While we have yet to see a fully electrified version of our three-row Explorer SUV, folks overseas are getting the option of a smaller EV bearing the iconic name later this year. Ford shared more details Tuesday on its new electric crossover for Europe, using VW’s MEB platform as part of the two automakers’ advancing partnership.
In essence, what underpins this new Explorer EV is a Volkswagen ID.4. The automaker didn’t share too many technical specs, but that similarity may give some clues as to what to expect. It should use battery packs ranging from around 58-kWh to 77 kWh like the ID.4, as well as rear- and all-wheel drive variants with up to around 300 horsepower.
Among the numbers Ford did mention were charging times (10-80% in 25 minutes) and storage capacity (470 liters, or about 16.6 cubic feet behind the second row).

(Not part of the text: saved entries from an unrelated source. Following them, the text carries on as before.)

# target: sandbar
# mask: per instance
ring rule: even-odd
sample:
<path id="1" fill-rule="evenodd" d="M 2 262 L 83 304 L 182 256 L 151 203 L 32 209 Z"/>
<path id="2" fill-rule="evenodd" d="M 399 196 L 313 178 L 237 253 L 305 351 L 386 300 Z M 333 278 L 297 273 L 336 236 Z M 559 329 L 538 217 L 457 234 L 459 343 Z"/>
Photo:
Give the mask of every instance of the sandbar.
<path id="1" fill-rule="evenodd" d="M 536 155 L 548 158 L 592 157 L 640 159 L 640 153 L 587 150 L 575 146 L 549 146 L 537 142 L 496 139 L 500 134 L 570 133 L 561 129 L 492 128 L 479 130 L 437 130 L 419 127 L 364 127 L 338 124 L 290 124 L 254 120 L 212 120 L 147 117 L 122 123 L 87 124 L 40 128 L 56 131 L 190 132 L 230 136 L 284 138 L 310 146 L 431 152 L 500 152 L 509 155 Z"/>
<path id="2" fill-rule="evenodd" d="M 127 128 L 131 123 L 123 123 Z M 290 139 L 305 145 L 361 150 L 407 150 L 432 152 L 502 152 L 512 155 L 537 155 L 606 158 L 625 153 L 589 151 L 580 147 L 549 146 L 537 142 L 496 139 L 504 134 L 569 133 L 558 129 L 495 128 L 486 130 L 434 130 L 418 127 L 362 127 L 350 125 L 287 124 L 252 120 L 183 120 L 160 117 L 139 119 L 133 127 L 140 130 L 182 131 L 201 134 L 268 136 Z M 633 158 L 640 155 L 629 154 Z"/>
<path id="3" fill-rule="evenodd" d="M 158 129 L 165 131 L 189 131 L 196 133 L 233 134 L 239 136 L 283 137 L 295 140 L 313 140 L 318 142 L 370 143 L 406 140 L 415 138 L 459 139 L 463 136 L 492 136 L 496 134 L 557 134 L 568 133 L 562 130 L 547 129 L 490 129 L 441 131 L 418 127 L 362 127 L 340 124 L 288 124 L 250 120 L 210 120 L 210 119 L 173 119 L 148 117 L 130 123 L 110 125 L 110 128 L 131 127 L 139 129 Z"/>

Inside, the new, European Explorer EV gets a 14.6-inch touchscreen that you can actually adjust into 20 different stages to accommodate different heights and viewing comfort. There’s even secure storage space behind the screen, which is a nice touch. In front of the driver, there’s a 5-inch digital instrument cluster.
Move downward from the center screen, and you can see a bit of VW-ness seep through with the haptic media slider controls, as well as the button for the hazard lights. Instead of Ford’s standard rotary gear selector, you actually get a stalk in the Explorer, while the start button appears to be on the steering column itself.
On the styling front, you can see a bit of the resemblance to the existing Explorer, if you squint a bit. You can tell designers took inspiration in the headlights and some of the front fascia, while the rear end largely mirrors the shape of the combustion models (minus the shorter overhang).
This may influence some of Ford’s next EV models here
Of course, it may not matter much in the immediate since this car’s not coming to the U.S. However, we could see some of its cues emerge in a U.S.-based Explorer EV, or whichever MEB-based model Ford decides to launch here, if it decides to move in that direction. For now, we have the Mustang Mach-E occupying this size class, which European customers can also buy. We’ll have to wait and see what the broader response is later this year, when the Explorer EV makes it onto European streets.
But…if Ford were to sell something like this two-row Explorer EV here, would you be interested? For folks upset about the Explorer’s general direction over the past couple generations, perhaps something smaller would appeal.